Cleaning step in the preferred described step (a) is: (1) service property (quality) percentage is 10% the stainless steel-based end cleaning of the ultrasonic immersion of NaOH solution 5-10min, removes the intractable grease, rinses well with running water then; (2) mass ratio being put at the stainless steel-based end successively carries out taking out behind the ultrasonic cleaning 5-10min greater than 99.7% absolute ethyl alcohol greater than 99.5% acetone and mass ratio; (3) with the stainless steel-based end 5-10min of distilled water ultrasonic cleaning, thoroughly to remove surface remaining acetone and absolute ethyl alcohol; (4) it is for use to dry up and place closed container to preserve the cleaned stainless steel substrate.
The time of the sonicated in the described step (b) is 30s-10min.(being below or above this time scope, all unfavorable) to the hydrophobic preparation of follow-up coating
Sedimentation time in the described step (c) is 2-30 hour.(be lower than this scope, be difficult to prepare coating of titanium dioxide, be higher than this scope, coating is easy to crack)

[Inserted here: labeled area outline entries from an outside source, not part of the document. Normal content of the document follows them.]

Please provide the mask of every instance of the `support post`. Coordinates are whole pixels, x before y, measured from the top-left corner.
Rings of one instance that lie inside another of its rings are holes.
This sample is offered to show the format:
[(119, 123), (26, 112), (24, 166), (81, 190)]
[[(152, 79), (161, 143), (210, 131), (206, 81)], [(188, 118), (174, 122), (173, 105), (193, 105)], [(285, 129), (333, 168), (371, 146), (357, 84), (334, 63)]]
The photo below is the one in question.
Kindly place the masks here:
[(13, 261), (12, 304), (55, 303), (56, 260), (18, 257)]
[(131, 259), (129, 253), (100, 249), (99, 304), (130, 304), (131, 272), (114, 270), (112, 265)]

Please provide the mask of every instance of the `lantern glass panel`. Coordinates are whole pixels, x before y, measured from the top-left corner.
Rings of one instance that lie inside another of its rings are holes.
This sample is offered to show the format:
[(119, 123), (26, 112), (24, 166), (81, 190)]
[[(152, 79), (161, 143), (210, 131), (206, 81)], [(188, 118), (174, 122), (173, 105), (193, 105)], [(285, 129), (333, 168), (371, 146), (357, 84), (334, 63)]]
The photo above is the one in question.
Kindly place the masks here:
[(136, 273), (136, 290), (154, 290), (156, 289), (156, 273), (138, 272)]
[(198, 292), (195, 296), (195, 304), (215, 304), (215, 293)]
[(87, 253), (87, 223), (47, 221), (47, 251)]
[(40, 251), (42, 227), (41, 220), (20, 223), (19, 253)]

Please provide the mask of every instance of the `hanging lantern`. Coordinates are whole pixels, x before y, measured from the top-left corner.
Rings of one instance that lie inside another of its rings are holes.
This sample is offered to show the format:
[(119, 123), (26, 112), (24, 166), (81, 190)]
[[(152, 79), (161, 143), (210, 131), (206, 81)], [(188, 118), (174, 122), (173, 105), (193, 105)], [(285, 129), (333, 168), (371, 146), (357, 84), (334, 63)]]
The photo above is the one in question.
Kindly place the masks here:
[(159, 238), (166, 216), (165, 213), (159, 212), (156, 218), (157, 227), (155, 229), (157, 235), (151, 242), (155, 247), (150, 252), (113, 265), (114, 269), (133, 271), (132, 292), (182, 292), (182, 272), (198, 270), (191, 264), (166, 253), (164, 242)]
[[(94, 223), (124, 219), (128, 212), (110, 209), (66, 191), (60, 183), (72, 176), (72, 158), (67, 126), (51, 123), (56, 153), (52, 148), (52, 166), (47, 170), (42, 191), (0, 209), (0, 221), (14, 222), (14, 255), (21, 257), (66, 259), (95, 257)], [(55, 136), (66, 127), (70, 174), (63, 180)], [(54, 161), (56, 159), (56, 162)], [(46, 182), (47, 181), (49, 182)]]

The heating rate of the sintering in the described step (e) is 2-8 ℃/min, and sintering temperature is 300-800 ℃, and (be lower than this heating rate scope, it is long to arrive the sintering temperature required time, is higher than this scope, and coating is prone to come off; Be lower than this sintering range, titania coating combines bad with substrate, be not durable, and is higher than this scope, and the stainless steel-based end is prone to oxidation).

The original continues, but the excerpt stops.